Whereas the first era is well documented, the second era is inadequately researched. What could be noted is that guided by the 1995 International Cooperative Alliance’s cooperative principles, many countries introduced new policies and legislations to liberalize the cooperative sector. Cooperatives have come a long way from an era of mismanagement and loss making to the new age value added organisations. Field experiences indicate that the liberalization trend offers the value added cooperative an opportunity to reinvent their business ideals. Scattered evidence suggests that cooperatives in Africa have survived the market forces and grown in number and membership. Reportedly seven per cent of the African population belongs to a cooperative. Such resilience has been attributed to; structural re-organization of the cooperatives where inefficient cooperatives lost relevance and membership support and diversification of cooperative ventures from the traditional sectors. It seems that liberalization has produced a sieve for sifting the grain from the chaff in the cooperative sector.
Value added coops
The value added cooperatives are a new concept that embraces the hub business model, popularized in East Africa by the East Africa Dairy Development Project. This model is especially successful in revolutionizing the dairy industry. The value added cooperative is exclusively owned by the producers and hires experienced managers to manage it and its facilities. It is designed to generate profits for their farmer investors. Usually based in a village/location setting where it runs its activities, the value added cooperative has become a economic stimuli in areas its located. It has become a hub of innovation. In Kenya for example, 21 such cooperatives collected over 77mio kg’s of milk and generated over USD 27 million in revenues with 23 million paid out to regular farmer suppliers of milk. Such successes are reported in Uganda and Rwanda and the model as a result of its successes will be replicated in Tanzania and Ethiopia from next year.
Benefits of hub model
The beauty of the hub model is its ability to innovate and counter the initial challenges experienced by dairy cooperatives including farmers being unable to access breeding services, animal healthcare, feeds and other production inputs remained a distance and extremely unaffordable to the small scale farmers.

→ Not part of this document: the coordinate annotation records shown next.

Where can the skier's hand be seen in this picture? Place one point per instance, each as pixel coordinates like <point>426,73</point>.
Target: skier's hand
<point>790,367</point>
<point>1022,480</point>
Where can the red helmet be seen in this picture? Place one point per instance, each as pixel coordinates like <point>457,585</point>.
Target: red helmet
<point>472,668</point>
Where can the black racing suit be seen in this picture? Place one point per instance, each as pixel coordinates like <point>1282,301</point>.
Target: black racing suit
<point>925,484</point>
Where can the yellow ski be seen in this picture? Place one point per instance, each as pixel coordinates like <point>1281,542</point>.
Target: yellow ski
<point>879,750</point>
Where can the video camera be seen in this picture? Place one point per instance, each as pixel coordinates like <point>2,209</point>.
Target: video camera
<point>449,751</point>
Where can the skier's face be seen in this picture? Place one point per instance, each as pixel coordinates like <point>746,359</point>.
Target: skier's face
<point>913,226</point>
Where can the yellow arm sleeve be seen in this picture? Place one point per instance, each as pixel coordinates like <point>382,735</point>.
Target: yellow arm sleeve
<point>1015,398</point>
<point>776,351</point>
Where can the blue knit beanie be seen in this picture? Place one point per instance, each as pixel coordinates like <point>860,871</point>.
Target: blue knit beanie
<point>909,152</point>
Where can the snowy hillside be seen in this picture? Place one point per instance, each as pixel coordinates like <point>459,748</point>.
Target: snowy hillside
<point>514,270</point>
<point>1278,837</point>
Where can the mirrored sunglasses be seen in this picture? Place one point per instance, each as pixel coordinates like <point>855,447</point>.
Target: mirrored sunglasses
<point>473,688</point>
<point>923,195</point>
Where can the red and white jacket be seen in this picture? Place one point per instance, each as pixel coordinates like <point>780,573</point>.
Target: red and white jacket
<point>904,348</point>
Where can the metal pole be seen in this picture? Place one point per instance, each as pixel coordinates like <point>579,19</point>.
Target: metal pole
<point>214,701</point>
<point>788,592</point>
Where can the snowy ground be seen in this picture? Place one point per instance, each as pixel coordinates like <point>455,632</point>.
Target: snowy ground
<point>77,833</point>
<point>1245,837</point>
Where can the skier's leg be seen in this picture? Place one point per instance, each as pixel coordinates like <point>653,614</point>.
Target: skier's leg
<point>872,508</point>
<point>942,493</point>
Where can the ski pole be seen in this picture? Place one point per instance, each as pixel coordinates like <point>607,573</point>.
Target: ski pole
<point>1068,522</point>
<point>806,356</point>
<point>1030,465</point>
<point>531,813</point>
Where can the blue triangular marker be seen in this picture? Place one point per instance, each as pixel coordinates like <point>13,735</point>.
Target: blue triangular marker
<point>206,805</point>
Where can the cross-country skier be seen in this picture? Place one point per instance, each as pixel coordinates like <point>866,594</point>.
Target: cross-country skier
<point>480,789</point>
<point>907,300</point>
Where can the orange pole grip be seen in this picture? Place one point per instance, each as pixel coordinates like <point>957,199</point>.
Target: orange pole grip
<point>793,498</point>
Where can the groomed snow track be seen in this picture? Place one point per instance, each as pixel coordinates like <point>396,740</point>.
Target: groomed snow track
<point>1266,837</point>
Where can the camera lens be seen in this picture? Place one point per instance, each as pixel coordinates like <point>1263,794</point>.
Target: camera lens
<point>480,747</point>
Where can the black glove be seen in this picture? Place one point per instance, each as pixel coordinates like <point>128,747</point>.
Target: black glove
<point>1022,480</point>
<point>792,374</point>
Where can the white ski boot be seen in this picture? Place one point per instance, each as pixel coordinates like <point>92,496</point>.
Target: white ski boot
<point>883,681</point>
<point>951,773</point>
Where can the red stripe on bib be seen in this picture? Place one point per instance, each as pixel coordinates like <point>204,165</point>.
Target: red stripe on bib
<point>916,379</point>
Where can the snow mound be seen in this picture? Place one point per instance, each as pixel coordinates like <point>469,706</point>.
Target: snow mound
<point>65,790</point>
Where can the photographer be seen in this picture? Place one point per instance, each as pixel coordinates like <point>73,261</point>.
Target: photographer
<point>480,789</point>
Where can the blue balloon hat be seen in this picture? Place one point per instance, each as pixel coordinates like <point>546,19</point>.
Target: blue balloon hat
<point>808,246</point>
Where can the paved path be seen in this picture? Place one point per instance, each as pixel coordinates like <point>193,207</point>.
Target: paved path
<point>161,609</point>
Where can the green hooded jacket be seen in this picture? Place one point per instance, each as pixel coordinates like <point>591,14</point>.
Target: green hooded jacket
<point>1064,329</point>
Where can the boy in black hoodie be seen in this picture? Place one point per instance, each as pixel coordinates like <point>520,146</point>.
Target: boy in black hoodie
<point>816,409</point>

Physical distance, limited infrastructural facilities and lack of relevant information also prevented farmers from attaining most of the key services required to increase their production and to operate as a profitable business. Business supports that are accessible were typically of high cost and poor quality, hence in a way affecting the social fabric that brought these communities together. The hub model approach, has proved that value added cooperatives are “the glue that holds these communities together.” With a core service being bulking of products to increase volumes and thus add the advantage of competitiveness and negotiability, this approach benefits the share holder farmers to not only access services like affordable extension services, transport, agrovet, feeds, and training but also other social services like health, access to loans and credit, profits, competitive prices.
In a value added cooperative, some farmers specialize in provision of services like in dairy fodder production; they already have a ready market in the milk suppliers thus need not worry about disposal. Youths are involved in provision of services like transport of products from farms located further away from the hub, thus freeing the farmer from the hustle of transport to concentrate in production. In the end the cooperatives make profits and pay their farmers handsome dividends, banks seeing the value are willing to lend loans for further development, so long as the cooperative scores highly in leadership and financial integrity. Such partnership with development, public and private sector players is enabling smallholder dairy farmers in East Africa to reap substantial benefits from the increased demand for milk in the region.